METHODS: In April 2020, journal articles describing reliable and validated instruments measuring role stress and strain responses among community pharmacists were identified from an online search via Scopus, Web of Science and PubMed. English-language articles after 1990 were selected; duplicates were deleted. Inclusion and exclusion criteria were used to screen title/abstracts and full texts. Reference lists were manually searched. Resultant instruments were analysed for theoretical compatibility.
RESULTS: After review, 26 separate instruments were found: seven psychological strain instruments, 14 social strain response instruments, and five role stress instruments. Role stresses were often present as facet-specific dimensions in psychological and social strain instruments. Strain instruments measuring individual evaluation of work were compatible with a social exchange approach.
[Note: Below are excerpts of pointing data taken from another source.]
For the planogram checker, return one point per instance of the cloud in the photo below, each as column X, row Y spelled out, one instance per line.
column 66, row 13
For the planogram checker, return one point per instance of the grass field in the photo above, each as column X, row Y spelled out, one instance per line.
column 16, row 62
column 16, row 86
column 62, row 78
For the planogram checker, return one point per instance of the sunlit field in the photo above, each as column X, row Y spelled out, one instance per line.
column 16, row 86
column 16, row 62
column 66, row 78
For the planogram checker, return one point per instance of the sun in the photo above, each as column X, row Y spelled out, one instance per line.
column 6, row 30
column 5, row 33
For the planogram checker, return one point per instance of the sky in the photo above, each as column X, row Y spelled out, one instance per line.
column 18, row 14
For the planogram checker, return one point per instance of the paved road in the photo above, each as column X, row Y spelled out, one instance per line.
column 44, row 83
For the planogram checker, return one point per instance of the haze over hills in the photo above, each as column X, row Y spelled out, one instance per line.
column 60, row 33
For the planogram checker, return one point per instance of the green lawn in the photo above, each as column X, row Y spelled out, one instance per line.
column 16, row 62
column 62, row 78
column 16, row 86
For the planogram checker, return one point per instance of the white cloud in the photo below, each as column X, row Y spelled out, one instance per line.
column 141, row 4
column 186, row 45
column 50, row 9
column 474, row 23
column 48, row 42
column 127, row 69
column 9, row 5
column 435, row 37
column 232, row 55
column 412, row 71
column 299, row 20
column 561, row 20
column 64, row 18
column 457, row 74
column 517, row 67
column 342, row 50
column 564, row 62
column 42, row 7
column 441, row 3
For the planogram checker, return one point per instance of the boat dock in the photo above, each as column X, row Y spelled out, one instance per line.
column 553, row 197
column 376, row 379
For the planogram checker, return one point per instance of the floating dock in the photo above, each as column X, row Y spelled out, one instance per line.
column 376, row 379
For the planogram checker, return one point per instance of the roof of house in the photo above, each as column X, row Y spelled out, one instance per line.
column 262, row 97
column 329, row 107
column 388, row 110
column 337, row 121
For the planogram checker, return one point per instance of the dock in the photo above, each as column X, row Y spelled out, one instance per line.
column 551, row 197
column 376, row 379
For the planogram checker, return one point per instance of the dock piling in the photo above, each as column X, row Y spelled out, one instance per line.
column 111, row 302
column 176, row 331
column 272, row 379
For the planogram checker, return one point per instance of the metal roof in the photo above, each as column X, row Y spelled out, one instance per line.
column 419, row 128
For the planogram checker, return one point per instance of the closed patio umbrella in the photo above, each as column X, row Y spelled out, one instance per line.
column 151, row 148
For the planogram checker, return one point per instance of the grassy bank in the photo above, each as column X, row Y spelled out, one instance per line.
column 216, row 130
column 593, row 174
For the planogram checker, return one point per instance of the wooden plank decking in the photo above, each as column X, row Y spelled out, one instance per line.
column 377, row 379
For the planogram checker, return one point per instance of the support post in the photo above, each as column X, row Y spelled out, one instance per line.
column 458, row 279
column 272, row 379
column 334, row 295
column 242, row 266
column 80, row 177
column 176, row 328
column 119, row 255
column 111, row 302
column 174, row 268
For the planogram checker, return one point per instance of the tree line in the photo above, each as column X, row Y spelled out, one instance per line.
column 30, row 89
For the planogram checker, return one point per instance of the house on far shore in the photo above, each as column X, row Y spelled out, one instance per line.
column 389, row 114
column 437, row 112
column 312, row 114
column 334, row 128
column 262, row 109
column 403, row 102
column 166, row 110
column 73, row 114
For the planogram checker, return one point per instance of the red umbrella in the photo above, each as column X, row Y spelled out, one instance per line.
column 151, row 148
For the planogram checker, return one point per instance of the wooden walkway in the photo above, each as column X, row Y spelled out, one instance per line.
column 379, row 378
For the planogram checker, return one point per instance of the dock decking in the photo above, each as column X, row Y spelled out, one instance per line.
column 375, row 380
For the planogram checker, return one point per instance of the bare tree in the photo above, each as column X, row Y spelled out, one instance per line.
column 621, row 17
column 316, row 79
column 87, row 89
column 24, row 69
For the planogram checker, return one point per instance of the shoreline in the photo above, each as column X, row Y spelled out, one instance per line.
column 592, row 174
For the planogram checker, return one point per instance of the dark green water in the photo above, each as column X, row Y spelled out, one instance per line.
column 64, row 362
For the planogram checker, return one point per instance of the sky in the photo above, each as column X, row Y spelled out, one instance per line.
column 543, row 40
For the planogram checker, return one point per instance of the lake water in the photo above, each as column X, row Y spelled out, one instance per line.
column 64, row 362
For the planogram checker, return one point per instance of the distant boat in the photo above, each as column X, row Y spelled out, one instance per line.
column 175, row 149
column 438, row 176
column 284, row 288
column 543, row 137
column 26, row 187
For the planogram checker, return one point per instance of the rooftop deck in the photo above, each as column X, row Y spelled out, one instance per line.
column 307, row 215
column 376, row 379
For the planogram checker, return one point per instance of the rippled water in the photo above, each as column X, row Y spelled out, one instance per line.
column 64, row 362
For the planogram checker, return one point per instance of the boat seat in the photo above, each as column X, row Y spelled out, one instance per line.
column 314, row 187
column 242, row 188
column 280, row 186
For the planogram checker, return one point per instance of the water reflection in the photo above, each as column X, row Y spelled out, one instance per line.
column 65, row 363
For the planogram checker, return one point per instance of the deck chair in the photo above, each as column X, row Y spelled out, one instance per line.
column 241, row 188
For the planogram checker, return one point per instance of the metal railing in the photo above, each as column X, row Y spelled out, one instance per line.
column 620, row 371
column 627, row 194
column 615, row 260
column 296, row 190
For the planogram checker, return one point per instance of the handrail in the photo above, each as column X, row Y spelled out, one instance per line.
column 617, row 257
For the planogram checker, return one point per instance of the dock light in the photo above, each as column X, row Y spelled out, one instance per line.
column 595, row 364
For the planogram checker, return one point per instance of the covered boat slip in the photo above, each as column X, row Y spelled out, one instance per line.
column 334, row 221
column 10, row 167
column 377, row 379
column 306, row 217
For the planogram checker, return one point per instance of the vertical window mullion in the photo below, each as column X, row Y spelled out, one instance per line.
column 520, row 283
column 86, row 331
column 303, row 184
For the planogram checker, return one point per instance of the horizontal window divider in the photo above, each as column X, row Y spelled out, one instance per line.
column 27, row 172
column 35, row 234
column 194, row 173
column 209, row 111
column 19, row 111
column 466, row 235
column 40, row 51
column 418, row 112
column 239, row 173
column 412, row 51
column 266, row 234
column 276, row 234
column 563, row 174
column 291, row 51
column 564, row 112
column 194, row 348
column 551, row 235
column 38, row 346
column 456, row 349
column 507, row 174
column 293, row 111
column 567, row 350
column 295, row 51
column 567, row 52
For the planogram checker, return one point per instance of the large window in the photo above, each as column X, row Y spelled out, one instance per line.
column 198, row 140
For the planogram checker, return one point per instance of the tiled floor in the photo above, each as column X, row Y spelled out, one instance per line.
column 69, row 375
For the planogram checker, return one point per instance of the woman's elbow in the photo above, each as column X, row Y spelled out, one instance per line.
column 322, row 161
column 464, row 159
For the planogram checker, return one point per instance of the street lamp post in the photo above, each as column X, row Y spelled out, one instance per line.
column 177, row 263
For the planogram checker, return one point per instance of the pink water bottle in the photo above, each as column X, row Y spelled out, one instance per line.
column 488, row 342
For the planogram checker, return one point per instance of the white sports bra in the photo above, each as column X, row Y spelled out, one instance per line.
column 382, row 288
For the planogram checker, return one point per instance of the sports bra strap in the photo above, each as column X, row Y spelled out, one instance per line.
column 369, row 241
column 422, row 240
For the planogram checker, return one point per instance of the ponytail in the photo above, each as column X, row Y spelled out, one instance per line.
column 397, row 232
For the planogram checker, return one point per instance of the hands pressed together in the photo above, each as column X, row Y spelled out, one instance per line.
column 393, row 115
CONCLUSIONS: Twenty-six reliable and validated instruments measuring role stress and role strain were found to measure negative role outcomes from the micro community pharmacist perspective. Structural measurement of role stress and resultant negative responses enable detailed examination into pharmacist roles and insights into pharmacist behaviour. Further research is required to develop additional role stress and strain instruments, and to discover pharmacist role benefits and their influence.